Fig. 3. SCARB2 deletion inhibits MYC transcriptional activity.

Fig. 3

a Approaches for RNA-seq of HCC cells in the indicated groups. b The top Hallmark gene sets enriched in HCC cells from CreAlb Myc mice compared to CreAlbScarb2F/FMyc mice. P value was determined by one-sided permutation test. Statistical adjustments were made for multiple comparisons. c, d GSEA showing the enrichment of MYC target genes in CreAlbScarb2F/FMyc vs CreAlbMyc groups. P value was determined by one-sided permutation test. Statistical adjustments were made for multiple comparisons. e Visualization of SCARB2 positive and negative cells in tumorspheres by UMAP. f The proportion of SCARB2 positive cells in tumorspheres was analyzed by scRNA-seq. g, h Visualization of SCARB2 and MYC target genes expression in tumorspheres by UMAP. i Violin plot showing expression levels of MYC target gene score in SCARB2 positive and negative cells. The tips of the violin plot represent minima and maxima, and the width of violin plot shows the frequency distribution of data. j Correlation expression of MYC target genes and SCARB2 expression in SCARB2 positive cells. Each data point represents the value from an individual cell. k Effects of SCARB2 deletion or overexpression on the transcriptional activity of MYC. l Heatmap showing occupancy of genome-wide MYC peaks in CTRLCas9 and SCARB2Cas9 HCCLM3 cells in a ± 3 kb window surrounding the TSS. m Metagene plots of global MYC occupancy in gene bodies in CTRLCas9 and SCARB2Cas9 HCCLM3 cells. n CUT & tag tracks showing the binding of MYC to CDK4 and SLC2A1 in CTRLCas9 and SCARB2Cas9 HCCLM3 cells. o, p CTRLCas9 and SCARB2Cas9 HCCLM3 cells (o) or HCC cells from CreAlbMyc and CreAlbScarb2F/FMyc mice (p) were analyzed by ChIP with MYC or IgG antibody.

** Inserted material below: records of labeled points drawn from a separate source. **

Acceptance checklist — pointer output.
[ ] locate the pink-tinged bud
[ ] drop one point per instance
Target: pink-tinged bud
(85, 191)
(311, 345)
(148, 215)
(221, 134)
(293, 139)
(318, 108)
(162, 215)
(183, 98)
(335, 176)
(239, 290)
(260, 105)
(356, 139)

ChIP’d DNA was quantified using qPCR for MYC or IgG binding to MYC target genes promoters. q Effect of SCARB2 knockout on the interaction MYC with MAX. Extracts of CTRLCas9 and SCARB2Cas9 HCCLM3 cells were IP anti-MYC Ab and blotted with an anti-MAX Ab. r Colocalization of MYC and MAX in CTRLCas9 and SCARB2Cas9 HCCLM3 cells was detected by the Duolink PLA assay. Data are representative images of MYC/MAX foci (left) and quantification of the number of fluorescent foci (n = 8 cells per group). Scale bar, 5 μm. k, o, p, q, r n = 3 biological repeats. Statistical significance was calculated by (i, k, o, p, r) two tailed Student’s t test; (j) two-sided Pearson’s correlation test; Data are presented as means ± S.E.M. Source data are provided as a Source Data file.